Note: Pictures not uploading due to WiFi issue – thank you for your patience.
June 29, 2016
Hi! my name is Brad and I’m the official GLA blogger today. Today was really exciting for the Jaguarundi hostel group as we started the morning off with a long horseback ride in Rancho Quemado. The horses brought us to a local family’s gold panning establishment, where we learned about the history of gold mining in Rancho Quemado. But after learning about the gold, we were able to actually try it out, as we walked up a nearby creek to pan for some gold, which we did find by the way. From there, we returned to our hostel for our traditional lunch, and then took an hour siesta. By then, it was time to participate in our daily community service, and today we were building a garden at the local elementary school. Once our service was complete, we ate dinner and prepared for a community bon fire, where er joined the locals in song and dance. What seemed like only minutes turned into hours, and soon enough, it was time for bed. We went to bed tired after our long day, but excited for what was to come tomorrow.

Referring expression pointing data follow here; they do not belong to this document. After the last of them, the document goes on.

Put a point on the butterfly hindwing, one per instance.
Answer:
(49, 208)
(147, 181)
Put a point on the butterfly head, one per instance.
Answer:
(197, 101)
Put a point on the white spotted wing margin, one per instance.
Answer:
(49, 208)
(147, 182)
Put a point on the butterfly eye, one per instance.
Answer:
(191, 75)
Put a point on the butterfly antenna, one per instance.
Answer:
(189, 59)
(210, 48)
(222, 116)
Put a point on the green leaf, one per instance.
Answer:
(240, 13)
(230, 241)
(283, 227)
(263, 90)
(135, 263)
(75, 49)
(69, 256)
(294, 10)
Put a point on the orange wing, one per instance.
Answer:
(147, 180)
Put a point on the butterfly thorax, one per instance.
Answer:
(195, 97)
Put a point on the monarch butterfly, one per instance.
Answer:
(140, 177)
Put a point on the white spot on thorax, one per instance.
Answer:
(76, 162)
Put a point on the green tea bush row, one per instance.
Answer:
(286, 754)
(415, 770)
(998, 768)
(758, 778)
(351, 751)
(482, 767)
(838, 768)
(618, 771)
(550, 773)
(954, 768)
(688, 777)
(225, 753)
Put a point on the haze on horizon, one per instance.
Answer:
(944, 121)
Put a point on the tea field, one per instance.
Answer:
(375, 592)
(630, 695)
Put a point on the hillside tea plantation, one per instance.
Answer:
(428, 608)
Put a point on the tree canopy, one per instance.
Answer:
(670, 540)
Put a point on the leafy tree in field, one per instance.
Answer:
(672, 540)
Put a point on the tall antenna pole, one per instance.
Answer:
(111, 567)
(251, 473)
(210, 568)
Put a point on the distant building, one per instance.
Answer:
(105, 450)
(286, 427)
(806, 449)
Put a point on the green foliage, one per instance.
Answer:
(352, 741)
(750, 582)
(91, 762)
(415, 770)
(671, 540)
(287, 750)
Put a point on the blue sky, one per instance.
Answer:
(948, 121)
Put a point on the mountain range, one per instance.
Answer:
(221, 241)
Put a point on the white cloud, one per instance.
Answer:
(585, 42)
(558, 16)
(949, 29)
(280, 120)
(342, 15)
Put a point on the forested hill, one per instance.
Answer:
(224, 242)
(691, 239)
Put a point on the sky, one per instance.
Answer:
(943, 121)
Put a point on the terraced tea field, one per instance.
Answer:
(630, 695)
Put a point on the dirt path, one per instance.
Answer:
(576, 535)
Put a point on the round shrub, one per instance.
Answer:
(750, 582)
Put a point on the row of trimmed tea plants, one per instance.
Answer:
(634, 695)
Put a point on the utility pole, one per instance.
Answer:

This morning the group in Laguna de Valle went for a horseback ride. We followed our guide a steady pace to the destination at a gold mine. Here the group learned about different gold mining techniques. Specifically we saw two different ways to pan gold. After the tour the girls rode their horses back to town. Having a little more experience the group had a mix of walking and trotting on the way back. After lunch, the group had service at the library! Cleaning up trash and brush we then leveled out an area of land for a library parking lot. The hard work paid off and they successfully cleared a space making a tangible contribution to the community.
July 1st and 2nd
July 3, 2016
Today we all went to a dairy farm in the morning. We were able to try to lasso cows, which was new for everyone and was mostly unsuccesful but still a lot of fun. Then we all got to milk the cow and see how they make the cheese on the farm. After that we all went to houses of women from the community for a cooking class. We made tortillas, juice, picadillo de palma, and frijol molido. After that we did community service, half of the group did recycling with the kids and the rest of us were working in the garden. Then, in the evening we had mentor group.
Submitted by Erica Smith
This morning we got to wake up at our typical 6:45 alarm. The only difference now was that we realized this was our last day in rancho quemado. After our sad realization, it made me contemplate on how great of an experience this trip was overall. We went on a bike ride after breakfast, which was a good time to communicate with our friends that we had become so close to in the past two weeks. After we got to chill some more, we all got to walk into town together for the last time. In the bleachers, the ticos had put together a group of stands to sell their incredible bracelets, cookies, shirts, and journals that they make for a living. Sorry mom and dad, but i absolutely blew your money during this. After we spent our money, the ticos cooked our final meal in rancho quemado, which was as good as it always is. Finally, they got together a mejenga, which was a soccer game with everyone in the whole village, including us. The saddest part of the whole experience was saying goodbye at the end of the night. The whole trip was a life-changing, unforgettable experience that was absolutely incredible. Thank you to all. Students and staff made it that way. I will miss you all and keep in touch.